According to some embodiments, the instructions causing the one or more processors to submit, in response to determining that there has been at least one change in the first semantic information that exceeds a threshold value, at least a portion of the first semantic information in the form of a prompt to a large language model (LLM) further comprise instructions causing the one or more processors to: filter out at least a second portion of the first semantic information based, at least in part, on a determination that the at least second portion of the first semantic information comprises hallucinated semantic information.
According to some embodiments, a non-transitory program storage device id disclosed, comprising instructions stored thereon to cause one or more processors to: sample data captured by one or more image sensors of a device over a first period of time to produce sampled image sensor data; sample data captured by one or more non-image sensors of the device over the first period of time to produce sampled non-image sensor data; obtain a first set of encoded features for first semantic information associated with the sampled image sensor data; obtain a second set of encoded features for second semantic information associated with the sampled non-image sensor data; determine, based on a comparison of the first set of encoded features and the second set of encoded features to a third set of encoded features for semantic information associated with sampled data captured prior to the first time period, that there has been at least one change in the first semantic information or the second semantic information that exceeds a threshold value; submit, in response to determining that there has been at least one change in the first semantic information or the second semantic information that exceeds a threshold value, at least a portion of the first semantic information or the second semantic information in the form of a prompt to a large language model (LLM); and cause the device to perform an action based, at least in part, on an output from the LLM produced in response to the submitted prompt. (As mentioned above, in still other embodiments disclosed herein, the interpretation of the filtered semantics may be done directly in the embedded space, i.e., not submitting the semantics to be further processed by the LLM.)
According to some such embodiments, the data captured by the one or more image sensors over the first period of time comprises: still images, video segments, or a combination thereof. According to other such embodiments, the data captured by the one or more non-image sensors over the first period of time comprises: audio data, positional information, or a combination thereof.

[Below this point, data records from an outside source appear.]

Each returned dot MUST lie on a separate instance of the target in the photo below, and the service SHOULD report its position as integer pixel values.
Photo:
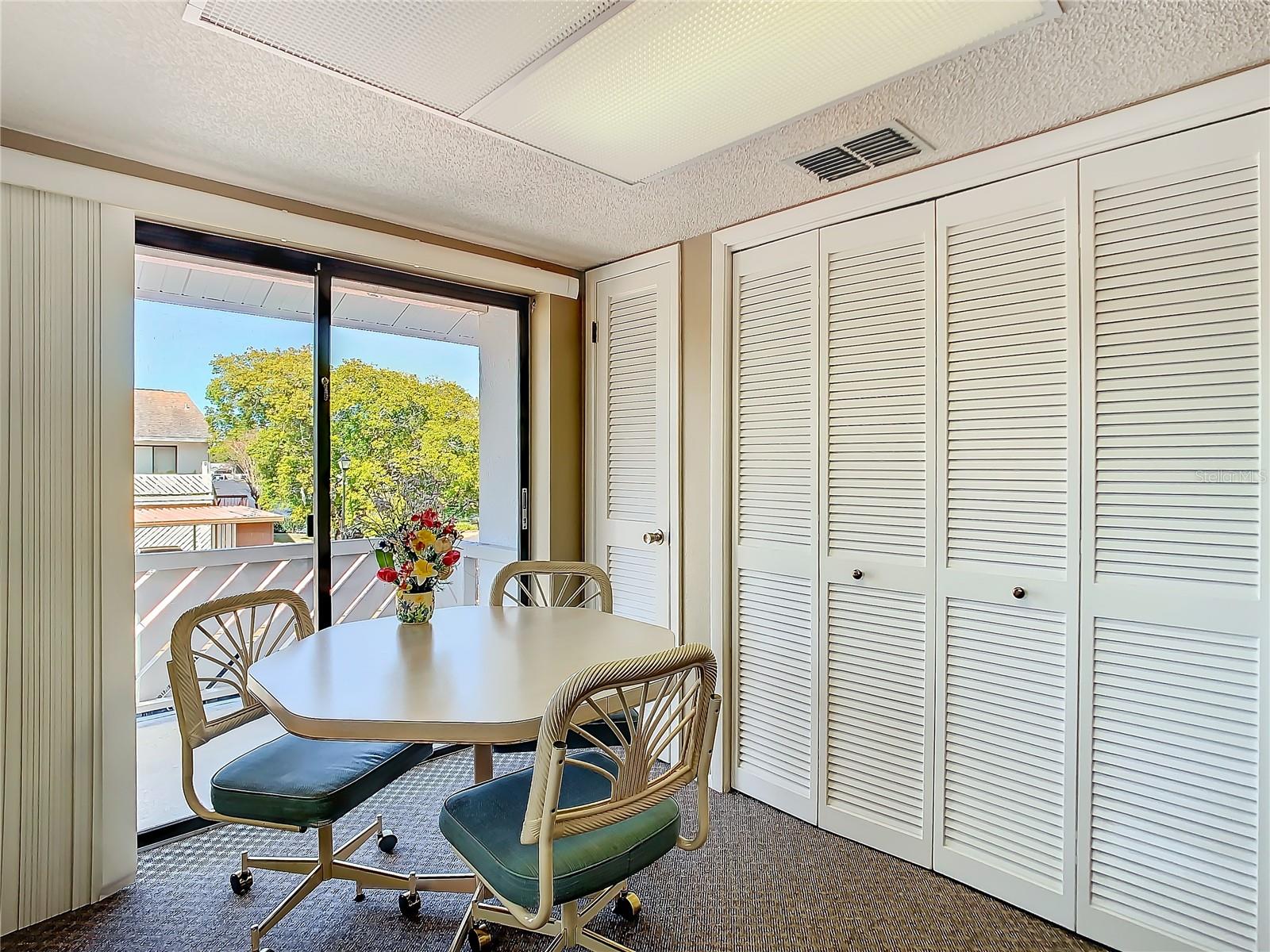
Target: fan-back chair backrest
(672, 697)
(215, 644)
(552, 585)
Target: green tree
(395, 429)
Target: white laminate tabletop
(474, 676)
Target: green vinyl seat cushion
(309, 782)
(598, 729)
(484, 825)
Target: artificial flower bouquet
(418, 558)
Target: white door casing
(775, 513)
(633, 454)
(1006, 545)
(1175, 620)
(876, 536)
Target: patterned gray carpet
(765, 882)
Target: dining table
(474, 676)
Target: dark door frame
(324, 270)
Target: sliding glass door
(286, 403)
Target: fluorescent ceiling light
(662, 83)
(441, 54)
(628, 88)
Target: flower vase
(416, 607)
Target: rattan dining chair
(287, 784)
(552, 585)
(573, 828)
(541, 584)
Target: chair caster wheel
(628, 905)
(480, 939)
(410, 905)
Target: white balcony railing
(169, 583)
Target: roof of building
(159, 489)
(200, 516)
(167, 414)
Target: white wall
(499, 429)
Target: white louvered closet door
(632, 443)
(876, 539)
(776, 658)
(1007, 571)
(1175, 628)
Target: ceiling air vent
(837, 160)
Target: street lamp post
(344, 463)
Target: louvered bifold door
(775, 655)
(632, 435)
(876, 543)
(1175, 631)
(1007, 574)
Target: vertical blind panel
(876, 400)
(1007, 384)
(1005, 738)
(775, 408)
(50, 490)
(634, 573)
(774, 678)
(876, 717)
(632, 451)
(1178, 378)
(1174, 774)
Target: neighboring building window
(154, 460)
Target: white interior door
(775, 501)
(1175, 628)
(876, 543)
(1007, 558)
(633, 535)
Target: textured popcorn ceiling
(133, 80)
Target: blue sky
(175, 347)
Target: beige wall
(695, 452)
(556, 391)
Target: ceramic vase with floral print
(416, 607)
(418, 558)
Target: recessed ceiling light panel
(662, 83)
(628, 88)
(441, 54)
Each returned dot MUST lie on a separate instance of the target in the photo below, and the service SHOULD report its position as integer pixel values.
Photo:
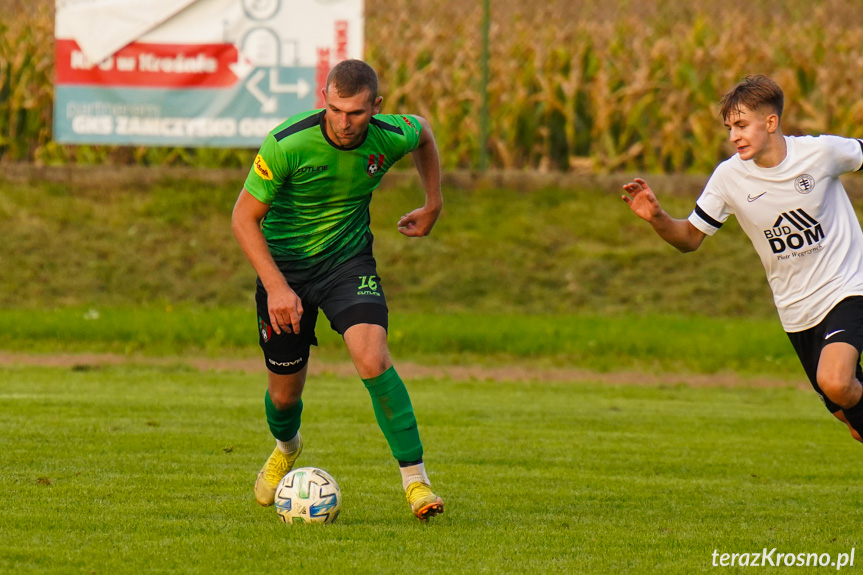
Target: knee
(284, 399)
(842, 391)
(285, 391)
(372, 366)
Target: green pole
(484, 116)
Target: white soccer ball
(308, 495)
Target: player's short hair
(754, 91)
(352, 77)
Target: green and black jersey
(319, 193)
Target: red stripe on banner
(149, 65)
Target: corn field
(594, 86)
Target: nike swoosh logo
(751, 198)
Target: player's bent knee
(839, 390)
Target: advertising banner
(195, 73)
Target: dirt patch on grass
(410, 370)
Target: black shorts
(844, 323)
(349, 294)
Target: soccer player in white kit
(786, 195)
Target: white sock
(289, 446)
(414, 473)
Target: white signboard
(215, 73)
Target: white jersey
(800, 221)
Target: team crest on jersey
(262, 169)
(804, 183)
(265, 329)
(376, 162)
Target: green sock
(395, 415)
(284, 423)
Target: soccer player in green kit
(302, 219)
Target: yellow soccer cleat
(423, 502)
(276, 467)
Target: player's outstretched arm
(421, 221)
(679, 233)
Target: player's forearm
(427, 162)
(679, 233)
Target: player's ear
(772, 123)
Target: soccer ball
(308, 495)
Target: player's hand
(419, 222)
(285, 310)
(642, 200)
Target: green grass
(100, 237)
(602, 343)
(149, 470)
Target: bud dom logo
(794, 229)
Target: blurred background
(573, 86)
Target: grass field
(149, 470)
(622, 408)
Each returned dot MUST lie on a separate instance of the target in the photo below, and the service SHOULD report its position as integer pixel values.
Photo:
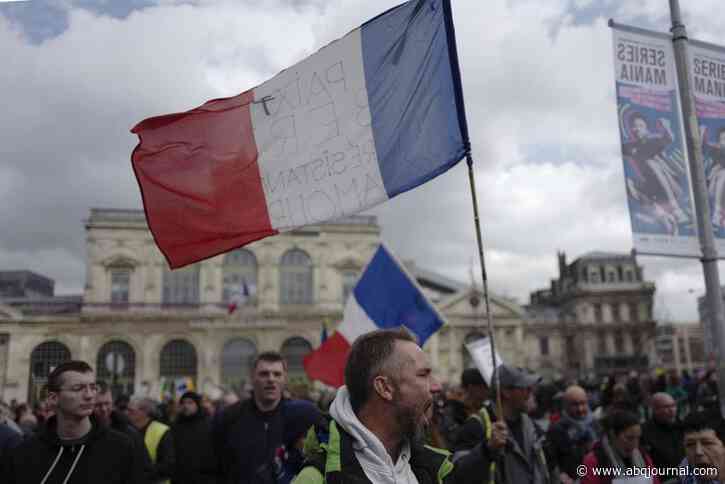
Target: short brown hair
(370, 356)
(269, 357)
(55, 379)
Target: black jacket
(245, 442)
(566, 446)
(195, 460)
(103, 455)
(9, 439)
(663, 443)
(425, 462)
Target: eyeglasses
(82, 387)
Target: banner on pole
(656, 171)
(480, 351)
(707, 75)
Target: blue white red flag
(385, 297)
(369, 116)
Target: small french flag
(385, 297)
(239, 298)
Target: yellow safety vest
(485, 420)
(154, 434)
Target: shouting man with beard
(379, 418)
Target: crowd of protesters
(514, 429)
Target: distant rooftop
(603, 255)
(430, 278)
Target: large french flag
(369, 116)
(385, 297)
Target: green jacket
(335, 463)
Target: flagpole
(713, 294)
(484, 279)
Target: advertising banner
(653, 149)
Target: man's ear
(52, 398)
(384, 388)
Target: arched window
(120, 284)
(181, 286)
(178, 360)
(237, 358)
(116, 365)
(44, 358)
(240, 274)
(294, 351)
(470, 338)
(349, 280)
(295, 281)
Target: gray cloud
(539, 92)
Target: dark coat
(9, 439)
(195, 459)
(567, 447)
(426, 463)
(664, 443)
(103, 455)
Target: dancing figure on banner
(714, 153)
(653, 175)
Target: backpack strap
(485, 420)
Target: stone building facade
(143, 326)
(595, 319)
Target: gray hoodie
(369, 450)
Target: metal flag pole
(484, 279)
(713, 296)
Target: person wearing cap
(195, 461)
(573, 435)
(475, 418)
(522, 459)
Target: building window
(116, 365)
(597, 312)
(120, 282)
(618, 342)
(43, 359)
(181, 286)
(237, 359)
(178, 360)
(697, 349)
(240, 275)
(470, 338)
(634, 312)
(295, 278)
(349, 279)
(544, 345)
(601, 344)
(616, 313)
(294, 351)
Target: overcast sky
(539, 89)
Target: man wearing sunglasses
(71, 447)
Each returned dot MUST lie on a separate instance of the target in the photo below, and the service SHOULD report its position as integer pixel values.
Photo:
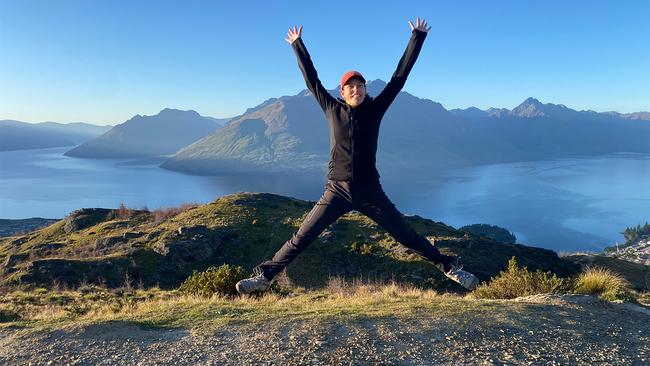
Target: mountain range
(143, 136)
(17, 135)
(290, 134)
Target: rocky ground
(538, 330)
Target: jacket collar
(365, 102)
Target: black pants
(338, 199)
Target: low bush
(162, 214)
(7, 315)
(515, 282)
(214, 280)
(604, 283)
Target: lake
(573, 204)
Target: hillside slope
(107, 246)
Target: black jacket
(354, 131)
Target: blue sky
(105, 61)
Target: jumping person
(353, 180)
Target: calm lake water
(576, 204)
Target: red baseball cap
(349, 75)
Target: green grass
(158, 308)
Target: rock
(46, 248)
(85, 217)
(195, 232)
(102, 244)
(13, 259)
(132, 235)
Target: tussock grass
(516, 281)
(602, 282)
(356, 299)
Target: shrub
(121, 213)
(163, 214)
(515, 282)
(7, 315)
(604, 283)
(214, 280)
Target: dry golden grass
(602, 282)
(348, 300)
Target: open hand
(294, 34)
(420, 25)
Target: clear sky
(104, 61)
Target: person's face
(354, 92)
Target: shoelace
(457, 266)
(257, 271)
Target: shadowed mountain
(143, 136)
(290, 134)
(418, 136)
(16, 135)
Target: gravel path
(532, 331)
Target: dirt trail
(535, 331)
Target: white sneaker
(464, 278)
(258, 283)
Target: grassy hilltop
(162, 248)
(104, 286)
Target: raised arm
(397, 81)
(307, 67)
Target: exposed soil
(538, 330)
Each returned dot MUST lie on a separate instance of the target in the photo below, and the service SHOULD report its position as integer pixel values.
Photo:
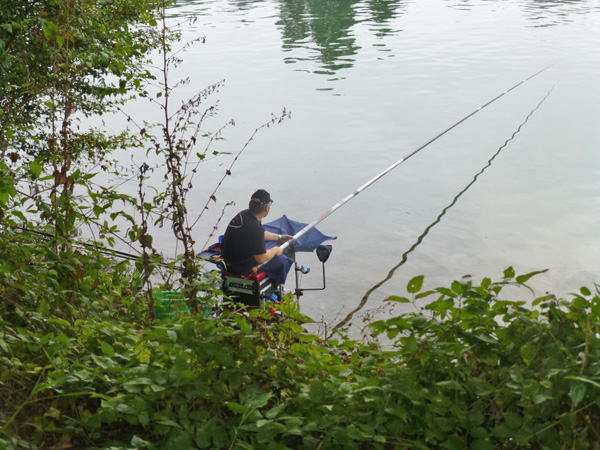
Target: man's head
(260, 203)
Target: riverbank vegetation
(84, 362)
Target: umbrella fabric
(307, 243)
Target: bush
(470, 370)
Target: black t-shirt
(244, 238)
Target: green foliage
(473, 370)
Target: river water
(367, 82)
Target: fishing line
(397, 163)
(437, 220)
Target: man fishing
(244, 245)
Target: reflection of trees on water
(382, 12)
(328, 24)
(542, 13)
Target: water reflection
(437, 220)
(331, 25)
(545, 13)
(327, 23)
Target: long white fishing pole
(397, 163)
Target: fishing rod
(422, 236)
(400, 161)
(104, 251)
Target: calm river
(369, 81)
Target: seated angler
(244, 242)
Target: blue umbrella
(305, 243)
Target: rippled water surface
(369, 81)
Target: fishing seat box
(251, 290)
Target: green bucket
(170, 305)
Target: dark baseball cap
(263, 196)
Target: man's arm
(277, 237)
(268, 255)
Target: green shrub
(473, 369)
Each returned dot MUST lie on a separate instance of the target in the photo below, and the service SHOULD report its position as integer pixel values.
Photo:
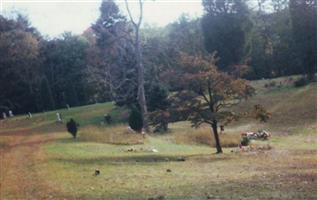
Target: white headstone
(58, 117)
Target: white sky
(53, 17)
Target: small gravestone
(4, 115)
(97, 172)
(29, 115)
(58, 118)
(11, 113)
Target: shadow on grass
(142, 159)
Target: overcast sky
(53, 17)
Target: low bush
(301, 82)
(111, 135)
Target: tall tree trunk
(141, 92)
(214, 127)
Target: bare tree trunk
(216, 135)
(138, 51)
(141, 92)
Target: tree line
(249, 39)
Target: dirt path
(19, 177)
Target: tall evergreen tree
(304, 21)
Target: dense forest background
(251, 39)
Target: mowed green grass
(287, 171)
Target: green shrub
(72, 127)
(136, 120)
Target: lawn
(40, 160)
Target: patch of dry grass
(118, 134)
(205, 136)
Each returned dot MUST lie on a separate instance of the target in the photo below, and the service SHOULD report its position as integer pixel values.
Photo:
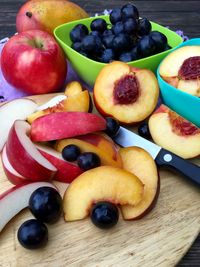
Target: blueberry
(108, 41)
(129, 11)
(96, 34)
(159, 39)
(144, 26)
(121, 42)
(33, 234)
(107, 33)
(104, 215)
(143, 130)
(115, 15)
(90, 44)
(167, 47)
(146, 46)
(98, 25)
(126, 57)
(78, 33)
(112, 127)
(45, 204)
(130, 26)
(88, 160)
(118, 28)
(76, 46)
(107, 56)
(71, 152)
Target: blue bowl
(186, 105)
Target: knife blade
(161, 156)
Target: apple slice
(13, 176)
(66, 171)
(56, 126)
(16, 199)
(137, 161)
(24, 156)
(18, 109)
(174, 133)
(103, 183)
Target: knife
(161, 156)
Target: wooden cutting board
(159, 239)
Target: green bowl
(88, 69)
(188, 106)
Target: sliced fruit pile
(126, 38)
(62, 141)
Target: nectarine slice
(103, 183)
(174, 133)
(125, 93)
(77, 102)
(139, 162)
(60, 125)
(96, 143)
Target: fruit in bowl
(54, 13)
(181, 69)
(79, 61)
(28, 58)
(126, 38)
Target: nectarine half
(139, 162)
(174, 133)
(103, 183)
(126, 93)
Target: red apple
(24, 156)
(33, 62)
(13, 176)
(59, 125)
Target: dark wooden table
(183, 15)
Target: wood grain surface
(159, 239)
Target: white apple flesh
(16, 199)
(24, 156)
(18, 109)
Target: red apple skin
(67, 171)
(23, 163)
(33, 62)
(60, 125)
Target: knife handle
(168, 159)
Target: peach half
(126, 93)
(139, 162)
(181, 69)
(174, 133)
(97, 143)
(104, 183)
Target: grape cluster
(126, 38)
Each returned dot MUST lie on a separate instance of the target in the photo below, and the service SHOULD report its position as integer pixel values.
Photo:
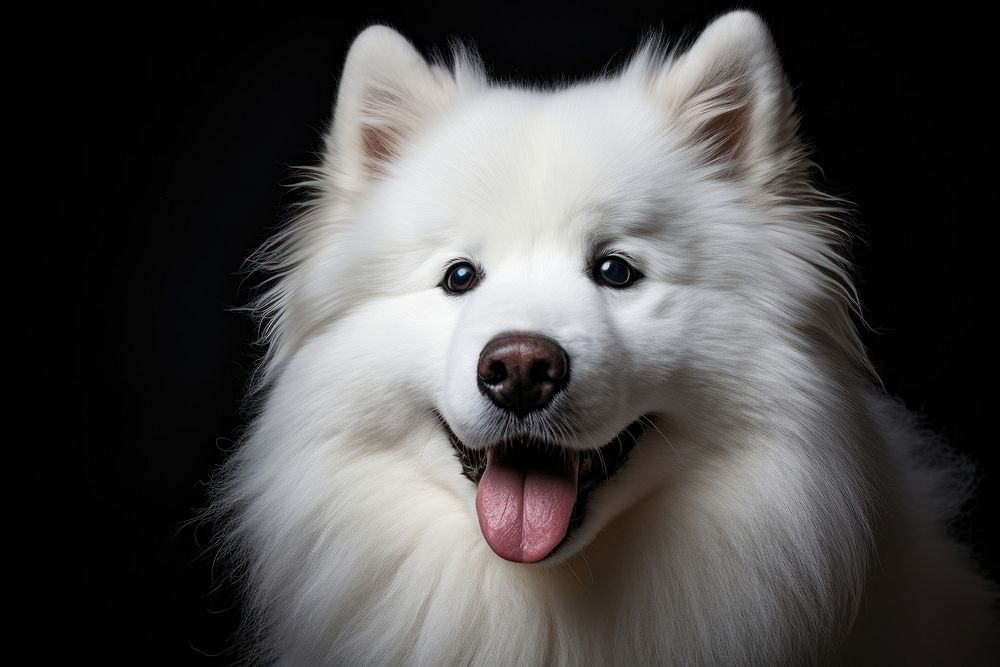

According to still other embodiments, an image processing method is disclosed, comprising: sampling data captured by one or more image sensors of a device over a first period of time to produce sampled image sensor data; obtaining a first set of encoded features for first semantic information associated with the sampled image sensor data; sampling data captured by one or more non-image sensors of the device over the first period of time to produce sampled non-image sensor data; detecting, based on a comparison of the sampled data captured by the one or more non-image sensors over the first period of time to sampled data captured by the one or more non-image sensors over a period of time prior to the first period of time, that there has been at least one change in the data captured by the one or more non-image sensors; determining that: (a) based on a comparison of the first set of encoded features to a second set of encoded features for second semantic information associated with sampled data captured by the one or more image sensors of the device prior to the first time period, there has been at least one change in the first semantic information that exceeds a first threshold value; or (b) the at least one change in the data captured by the one or more non-image sensors exceeds a second threshold value; submitting, in response to determining that either the first threshold value or the second threshold value has been exceeded, at least a portion of the first semantic information or third semantic information that is associated with the sampled non-image sensor data in the form of a prompt to an LLM; and causing the device to perform an action based, at least in part, on an output from the LLM produced in response to the submitted prompt.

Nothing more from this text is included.